Palliativmedizin

Neubau gegen die Platznot im Kinderhospiz

Die Björn Schulz Stiftung nimmt am „Sonnenhof“ einen Erweiterungsbau in Betrieb. Und braucht noch mehr Raum für todkranke Kinder.

Mehr Raum für die Hospizarbeit: Bärbel Mangels-Keil und Senatorin Dilek Kalayci (l.) nehmen den neuen Gebäudetrakt des „Sonnenhofs" in Betrieb.

Mehr Raum für die Hospizarbeit: Bärbel Mangels-Keil und Senatorin Dilek Kalayci (l.) nehmen den neuen Gebäudetrakt des „Sonnenhofs" in Betrieb.

Foto: Thomas Schubert

Es ist eine traurige Facette in der Geschichte der wachsenden Stadt: In Berlin ziehen so viele Familien zu, dass auch die Zahl der Kinder wächst, die an einer tödlichen Krankheit leiden.
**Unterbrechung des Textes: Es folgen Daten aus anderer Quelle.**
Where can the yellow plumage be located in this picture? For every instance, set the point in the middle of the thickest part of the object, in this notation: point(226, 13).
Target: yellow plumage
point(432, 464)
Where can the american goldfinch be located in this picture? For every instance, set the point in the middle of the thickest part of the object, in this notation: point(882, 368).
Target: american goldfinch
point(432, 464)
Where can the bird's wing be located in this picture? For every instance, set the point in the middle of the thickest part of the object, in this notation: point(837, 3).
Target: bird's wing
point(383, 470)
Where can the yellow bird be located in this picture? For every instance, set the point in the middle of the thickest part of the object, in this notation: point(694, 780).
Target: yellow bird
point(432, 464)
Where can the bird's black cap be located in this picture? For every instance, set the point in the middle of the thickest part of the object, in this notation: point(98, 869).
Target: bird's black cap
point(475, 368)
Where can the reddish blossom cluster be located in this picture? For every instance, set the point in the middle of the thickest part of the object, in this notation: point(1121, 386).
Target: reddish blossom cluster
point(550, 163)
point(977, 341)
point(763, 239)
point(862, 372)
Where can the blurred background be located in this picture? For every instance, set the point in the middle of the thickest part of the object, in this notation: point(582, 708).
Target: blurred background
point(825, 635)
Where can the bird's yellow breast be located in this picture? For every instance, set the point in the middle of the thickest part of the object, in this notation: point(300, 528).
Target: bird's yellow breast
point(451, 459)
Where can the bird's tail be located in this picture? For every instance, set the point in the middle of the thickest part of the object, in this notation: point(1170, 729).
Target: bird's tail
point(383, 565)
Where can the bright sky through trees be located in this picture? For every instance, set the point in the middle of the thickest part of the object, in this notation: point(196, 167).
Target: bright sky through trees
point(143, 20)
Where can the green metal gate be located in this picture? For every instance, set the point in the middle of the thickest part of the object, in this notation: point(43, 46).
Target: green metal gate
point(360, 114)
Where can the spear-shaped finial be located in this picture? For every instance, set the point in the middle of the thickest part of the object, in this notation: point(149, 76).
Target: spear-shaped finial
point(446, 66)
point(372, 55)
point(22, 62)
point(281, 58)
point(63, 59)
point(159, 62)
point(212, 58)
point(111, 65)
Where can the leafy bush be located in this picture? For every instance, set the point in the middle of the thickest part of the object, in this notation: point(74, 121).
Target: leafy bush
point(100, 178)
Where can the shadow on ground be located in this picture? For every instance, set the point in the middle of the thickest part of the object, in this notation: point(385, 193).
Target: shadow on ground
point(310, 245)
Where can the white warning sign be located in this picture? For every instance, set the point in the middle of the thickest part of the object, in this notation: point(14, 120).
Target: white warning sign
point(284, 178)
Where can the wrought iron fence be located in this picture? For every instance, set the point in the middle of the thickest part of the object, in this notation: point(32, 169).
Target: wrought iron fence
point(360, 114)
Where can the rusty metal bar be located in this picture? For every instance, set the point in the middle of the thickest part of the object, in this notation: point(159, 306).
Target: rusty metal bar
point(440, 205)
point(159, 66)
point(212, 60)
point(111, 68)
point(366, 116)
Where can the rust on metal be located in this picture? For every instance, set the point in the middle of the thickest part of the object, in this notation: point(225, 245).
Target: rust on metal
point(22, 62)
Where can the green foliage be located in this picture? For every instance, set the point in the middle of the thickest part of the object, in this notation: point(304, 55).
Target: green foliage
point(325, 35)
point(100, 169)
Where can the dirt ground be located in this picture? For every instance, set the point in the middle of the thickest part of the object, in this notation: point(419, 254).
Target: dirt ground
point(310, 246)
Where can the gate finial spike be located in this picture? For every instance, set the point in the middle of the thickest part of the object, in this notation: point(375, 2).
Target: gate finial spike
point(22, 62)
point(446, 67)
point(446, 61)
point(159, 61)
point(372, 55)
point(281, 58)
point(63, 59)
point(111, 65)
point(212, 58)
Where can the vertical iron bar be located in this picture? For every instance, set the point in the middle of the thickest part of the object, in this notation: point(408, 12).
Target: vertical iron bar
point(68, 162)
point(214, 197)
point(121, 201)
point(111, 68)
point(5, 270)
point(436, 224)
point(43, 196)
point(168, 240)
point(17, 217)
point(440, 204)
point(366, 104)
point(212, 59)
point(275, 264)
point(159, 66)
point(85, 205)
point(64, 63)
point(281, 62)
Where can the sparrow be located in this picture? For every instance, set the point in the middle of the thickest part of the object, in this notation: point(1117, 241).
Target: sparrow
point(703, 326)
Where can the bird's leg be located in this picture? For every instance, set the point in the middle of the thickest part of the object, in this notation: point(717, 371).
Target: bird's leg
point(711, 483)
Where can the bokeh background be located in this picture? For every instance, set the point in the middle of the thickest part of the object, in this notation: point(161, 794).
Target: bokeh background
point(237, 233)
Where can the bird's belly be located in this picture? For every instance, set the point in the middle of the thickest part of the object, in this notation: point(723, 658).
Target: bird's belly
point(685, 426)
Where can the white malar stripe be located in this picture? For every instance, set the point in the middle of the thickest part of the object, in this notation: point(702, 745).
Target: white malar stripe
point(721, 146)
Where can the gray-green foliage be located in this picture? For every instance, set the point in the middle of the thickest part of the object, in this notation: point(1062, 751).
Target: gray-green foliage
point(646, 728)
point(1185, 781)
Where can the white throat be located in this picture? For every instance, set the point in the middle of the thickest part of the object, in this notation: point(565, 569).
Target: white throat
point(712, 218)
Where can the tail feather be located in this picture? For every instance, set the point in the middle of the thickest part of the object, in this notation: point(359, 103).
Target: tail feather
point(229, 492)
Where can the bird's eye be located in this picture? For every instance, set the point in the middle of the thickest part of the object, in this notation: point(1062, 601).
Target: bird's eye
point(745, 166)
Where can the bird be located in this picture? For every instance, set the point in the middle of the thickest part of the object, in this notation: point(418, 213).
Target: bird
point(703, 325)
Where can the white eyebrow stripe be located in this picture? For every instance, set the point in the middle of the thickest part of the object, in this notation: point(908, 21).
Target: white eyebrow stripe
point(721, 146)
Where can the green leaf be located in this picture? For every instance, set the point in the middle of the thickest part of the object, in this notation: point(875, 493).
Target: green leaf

Und so kommt es, dass die Hospize der Hauptstadt dieser Entwicklung kaum noch Herr werden können. Allein im „Sonnenhof“, einer landesweit bekannten Einrichtung der Björn Schulz Stiftung in Pankow, stehen derzeit 100 Familien auf der Warteliste, die dringend eine ambulante oder stationäre Betreuung für ihr Kind bräuchten. Doch die Aussichten, dass ein solcher Pflegeplatz bewilligt wird, sind gering. „Es ziehen nicht nur mehr Familien mit kranken Kindern in die Stadt, es werden auch mehr Kinder geboren, die unsere Hilfe brauchen“, nennt Bärbel Mangels-Keil vom Vorstand der Björn Schulz Stiftung die Ursachen der Platznot.

„Sonnenhof“ sucht Erweiterungsflächen in Pankow

Am „Sonnenhof“ betreut ein Team aus 180 Mitarbeitern zwölf Kinder stationär – und deckt 600 Fälle in der ambulanten Versorgung ab. Aber noch immer übersteigt der Bedarf die Möglichkeiten. Um die Situation weiter zu verbessern, hat der „Sonnenhof“ nun einen Erweiterungsbau in Betrieb genommen – nach einer kurzen Bauzeit von nur acht Monaten schafft der fertiggestellte Trakt mit Büro- und Behandlungsräumen mehr Platz für die eigentlichen Aufgaben in den älteren Gebäudeteilen. „Dort können wir zum Beispiel zusätzliche Zimmer einrichten, in den Eltern übernachten können“, berichtet Mangels-Keil. Außerdem gewinne man mehr Platz für Therapieangebote – dazu gehören Massagen mit speziellen Ölen.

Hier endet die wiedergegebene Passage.